The escalation of warfare in the Middle East is, if not predictable, at least hardly surprising. With it, the United States seems certain to be drawn deeper into the rebellion in Syria. President Obama should proceed cautiously yet firmly toward arming the rebels.
The stakes rose globally over the weekend with air strikes by Israel inside Syria, reportedly aimed at disrupting arms shipments to Hezbollah in Lebanon. That threatens a wider conflict that changes the calculation of whether the United States should take a more active role.
Obama has hesitated to commit U.S. arms to this conflict, and for good reason. The biggest fear is that any weapons sent to Syria could wind up in the hands of extremists and, worse, migrate to Afghanistan, where they could be used against Americans.
But the political and geographical obstacles are also significant. Russia, for reasons only it could explain, remains a devoted supporter of the murderous Assad regime. Russia’s influence doesn’t mean the United States can never act, but it certainly can influence the time and nature of any response. And the geography of Syria is far less hospitable than Libya was to action that keeps American troops from taking a direct role in the conflict.
The Israeli attack doesn’t change those factors, but its addition into the formula alters the calculation. So does the strike’s implication that Syria’s air defenses are less than advertised. The administration’s growing confidence in the reliability of the Free Syrian Army also advocates for a greater U.S. role.
Some 70,000 civilians have perished in this war and, if it is not brought to a close, it seems likely that more than that will be killed in the next two years. What is more, time clearly is running out for the Assad regime. Its survival, if not impossible, is close to it. It is a matter of when, not if.
But, to paraphrase one of Obama’s living predecessors: prudence. Americans have been at war for nearly 12 years and would surely blanch at the prospect of more Americans being killed by more roadside bombs in a new theater of war.
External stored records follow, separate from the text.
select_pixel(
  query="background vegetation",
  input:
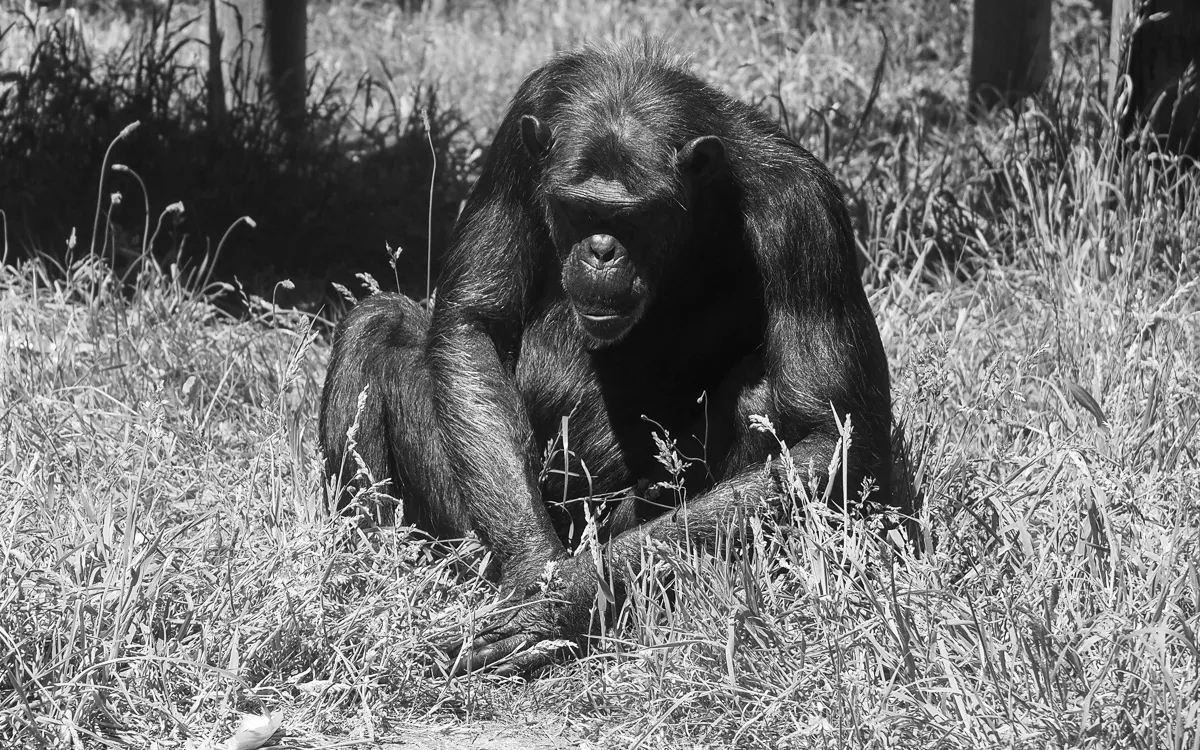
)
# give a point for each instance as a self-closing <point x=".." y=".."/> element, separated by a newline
<point x="166" y="559"/>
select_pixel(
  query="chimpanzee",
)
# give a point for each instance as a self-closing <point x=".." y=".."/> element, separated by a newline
<point x="643" y="262"/>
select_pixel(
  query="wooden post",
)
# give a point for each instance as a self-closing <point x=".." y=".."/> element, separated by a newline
<point x="255" y="40"/>
<point x="1011" y="51"/>
<point x="1157" y="42"/>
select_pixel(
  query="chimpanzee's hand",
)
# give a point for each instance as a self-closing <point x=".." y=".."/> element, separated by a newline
<point x="535" y="627"/>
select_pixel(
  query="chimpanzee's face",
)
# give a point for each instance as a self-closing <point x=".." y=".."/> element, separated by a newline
<point x="616" y="219"/>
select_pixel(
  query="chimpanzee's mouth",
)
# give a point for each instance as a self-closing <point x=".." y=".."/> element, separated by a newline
<point x="605" y="327"/>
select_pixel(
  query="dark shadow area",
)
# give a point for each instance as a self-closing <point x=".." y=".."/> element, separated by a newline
<point x="324" y="208"/>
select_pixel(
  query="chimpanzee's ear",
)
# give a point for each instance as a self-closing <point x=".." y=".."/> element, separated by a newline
<point x="535" y="136"/>
<point x="703" y="159"/>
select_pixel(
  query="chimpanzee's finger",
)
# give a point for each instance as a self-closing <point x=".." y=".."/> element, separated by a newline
<point x="484" y="654"/>
<point x="539" y="655"/>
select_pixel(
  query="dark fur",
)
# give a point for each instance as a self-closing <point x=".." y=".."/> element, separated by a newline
<point x="755" y="307"/>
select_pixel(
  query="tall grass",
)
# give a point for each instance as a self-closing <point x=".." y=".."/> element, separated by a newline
<point x="167" y="562"/>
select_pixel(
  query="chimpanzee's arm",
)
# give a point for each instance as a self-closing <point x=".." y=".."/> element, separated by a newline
<point x="483" y="303"/>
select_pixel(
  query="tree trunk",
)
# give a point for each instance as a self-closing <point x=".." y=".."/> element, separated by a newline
<point x="1157" y="43"/>
<point x="1011" y="51"/>
<point x="257" y="42"/>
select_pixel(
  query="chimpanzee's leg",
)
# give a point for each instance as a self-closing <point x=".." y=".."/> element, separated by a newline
<point x="378" y="348"/>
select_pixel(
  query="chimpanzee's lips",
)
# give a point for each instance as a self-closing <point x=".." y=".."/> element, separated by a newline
<point x="605" y="325"/>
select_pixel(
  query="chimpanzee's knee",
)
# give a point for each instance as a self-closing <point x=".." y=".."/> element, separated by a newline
<point x="376" y="381"/>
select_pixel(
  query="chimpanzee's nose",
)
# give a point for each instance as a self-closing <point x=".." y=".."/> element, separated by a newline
<point x="604" y="247"/>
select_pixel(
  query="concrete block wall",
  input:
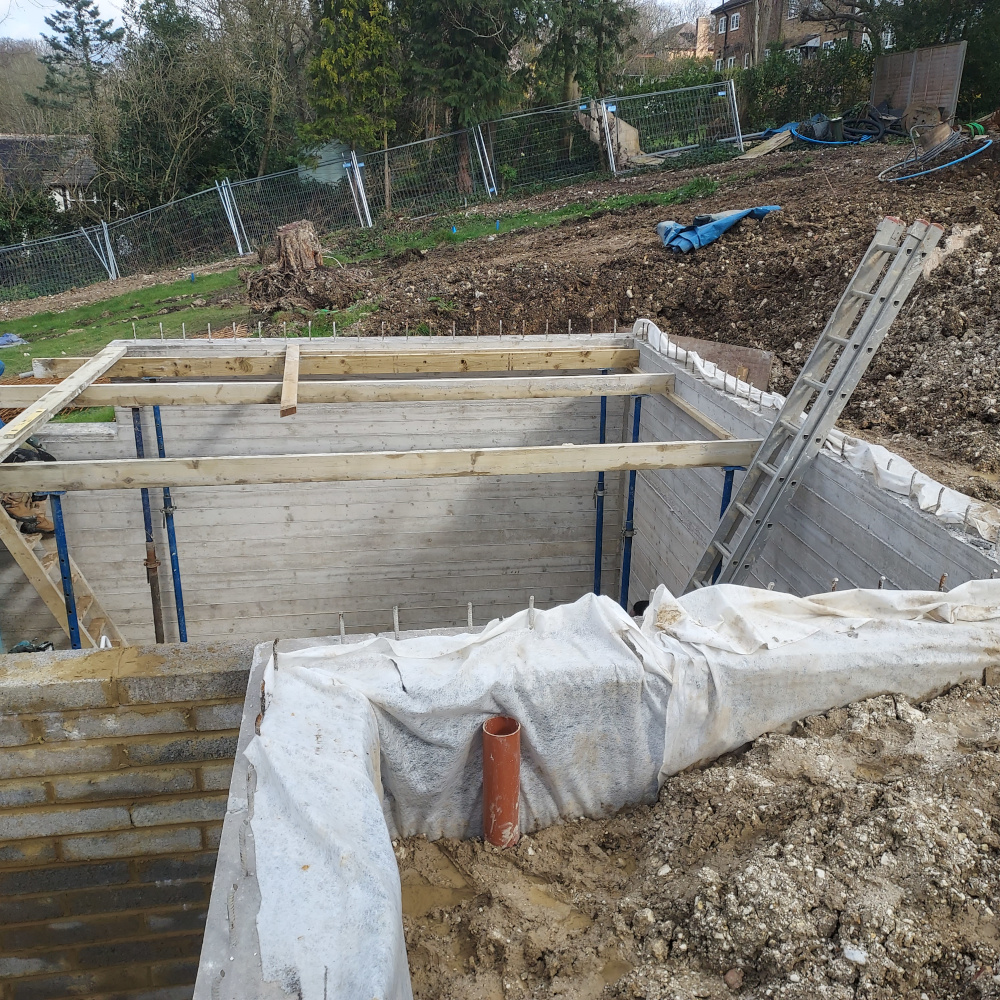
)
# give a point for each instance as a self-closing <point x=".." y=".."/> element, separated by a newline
<point x="838" y="524"/>
<point x="268" y="561"/>
<point x="114" y="776"/>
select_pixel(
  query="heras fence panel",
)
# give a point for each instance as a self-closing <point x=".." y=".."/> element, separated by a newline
<point x="323" y="194"/>
<point x="190" y="230"/>
<point x="545" y="146"/>
<point x="646" y="128"/>
<point x="44" y="267"/>
<point x="420" y="178"/>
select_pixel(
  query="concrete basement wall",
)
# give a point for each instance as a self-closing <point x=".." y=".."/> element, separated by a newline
<point x="839" y="523"/>
<point x="114" y="775"/>
<point x="265" y="561"/>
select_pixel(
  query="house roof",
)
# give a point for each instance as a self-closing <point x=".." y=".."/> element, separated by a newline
<point x="46" y="161"/>
<point x="725" y="8"/>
More like Libya than Afghanistan or, worse yet, Iraq, American involvement should be limited to providing weapons and perhaps conducting air strikes that disable the Syrian military.
There is no telling how this will end. Extremists of one variety or another seem to be taking control in Egypt, and Libya remains a question mark. Syria could become a worse problem, from an international perspective, than it has been to date.
To a great extent, the outcome in Syria will be beyond our control, just as it is in Iraq and Afghanistan. What we may be able to do, by hastening the end of this civil war, is to prevent an increasingly dangerous cycle of events from engulfing and further destabilizing the entire region, and to save tens of thousands of lives.
There are no good or easy answers in this; we are left only to make the least awful choice, which is to help bring this fight to an end sooner rather than later.